健脚ぶりにいつも舌を巻いたものです。運動不足のこちらは喘ぎ喘ぎ登って行きますが、陛下は颯爽と、涼しげで、楽しそうでした。陛下はよく足を止めて写真を撮られていました。


――ご結婚後は皇后さまも一緒に登山をされているんですか?

1993(平成5)年に皇后さまと結婚されてからは、お二人で登山を楽しまれるようになります。お二人での3度目の登山となった北海道の知床半島にある羅臼岳(らうすだけ)には、私も同行しました。ナナカマドが赤く色づく初秋の知床で、周りから離れてお二人で昼食を取られ、熱々だったことを覚えています。この時、頂上はあいにくの霧でしたが、一瞬晴れて麓のウトロの町が見え、皇后さまが声を上げられたのが印象でした。


――山の上では、一般の登山客もいるんですよね?

はい、時には気さくな出会いもあります。登山者と行き会う時は必ず「こんにちは」「どちらからですか」と声をかけられます。普通の登山者という感じです。


――愛子さまが生まれてからも登山はされているんですか?

<写真:2009年8月 栃木・那須連峰 牛ヶ首>
2009(平成21)年には、7歳の愛子さまを伴って、ご一家3人で那須連峰に登られています。これが愛子さまの初めての登山でした。その後も那須ご静養の折には3人で山登りをされています。


――素敵なお写真ですね。家族で登山を楽しまれているんですね。また、日本一の富士山にも登られているんでしょうか?

陛下は2008(平成20)年、念願だった富士山の頂上を極められました。昭和63年に一度挑戦していますが、激しい風雨に遭って8合目付近で断念され、20年越しの登頂でした。その時、陛下はこんな喜びを語られています。

天皇陛下「富士山の高さというか大きさと言うのを本当に感じましたね。登らせていただくという気持ちでいつも来ていますけれども、ここまで来ることが出来て本当によかったと思います」

<写真:1990年6月 奈良・大峰山裏行場>
こちらは、陛下が1990(平成2)年6月の奈良県の大峰連峰で岩登りをされている場面です。この山は山伏達が行き交う“修験の山”で、この場所も裏行場とよばれる修行の場所でした。

その1か月後に、南アルプスの甲斐駒ヶ岳にも登られました。この山は“信仰の山”で、陛下は二つの登山をセットでお考えでした。陛下は翌年「私にとって信仰の山への登山は、過去を偲びながら歩む生きた歴史探訪なのである」と思いをつづられています。ただ山がお好きなのではなく、歴史学者の陛下にとって、登山道は歴史と触れ合う場でもあるようです。


――即位されてから登山はされているんでしょうか?

まだ登山はされていません。ですが、日本山岳会の晩餐会には出席されました。陛下の胸に注目していただきたいのですが、「天皇陛下」と書いた名札をつけられているんです。

――本当だ!つけられていますね。

会員番号は「10001番」。天皇陛下としてではなく、山を愛する会員の一人として、という姿勢が、会員と同じ名札を付けられることに表れているように思います。

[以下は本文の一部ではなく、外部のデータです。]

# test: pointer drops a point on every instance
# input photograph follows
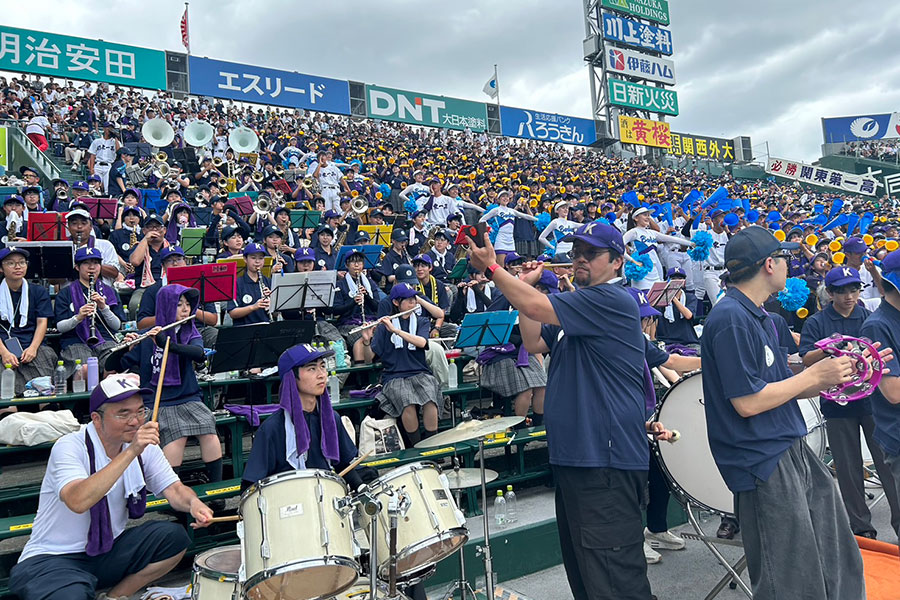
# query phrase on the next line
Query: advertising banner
(644, 132)
(261, 85)
(424, 109)
(652, 10)
(644, 97)
(848, 182)
(637, 34)
(547, 127)
(640, 65)
(24, 50)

――本当に山がお好きだということが伝わってきますね。また今後も登山を楽しまれる姿を拝見したいです。

塀に囲まれた御所で育った陛下は、外の世界に通じる「道」に興味を持ってこられました。登山道もその道です。ですから塀のない大自然の解放感は特別なのではないでしょうか。天皇陛下のお出かけは、山であれ、最高度の警備体制が敷かれます。皇太子時代のようにはいかないでしょうが、コロナが収束した暁には、可能な機会にご一家3人でお好きな山に触れていただきたいと思います。


【井上茂男(いのうえ・しげお)】
日本テレビ客員解説委員。皇室ジャーナリスト。元読売新聞編集委員。1957年生まれ。読売新聞社で宮内庁担当として天皇皇后両陛下のご結婚を取材。警視庁キャップ、社会部デスクなどを経て、編集委員として雅子さまの病気や愛子さまの成長を取材した。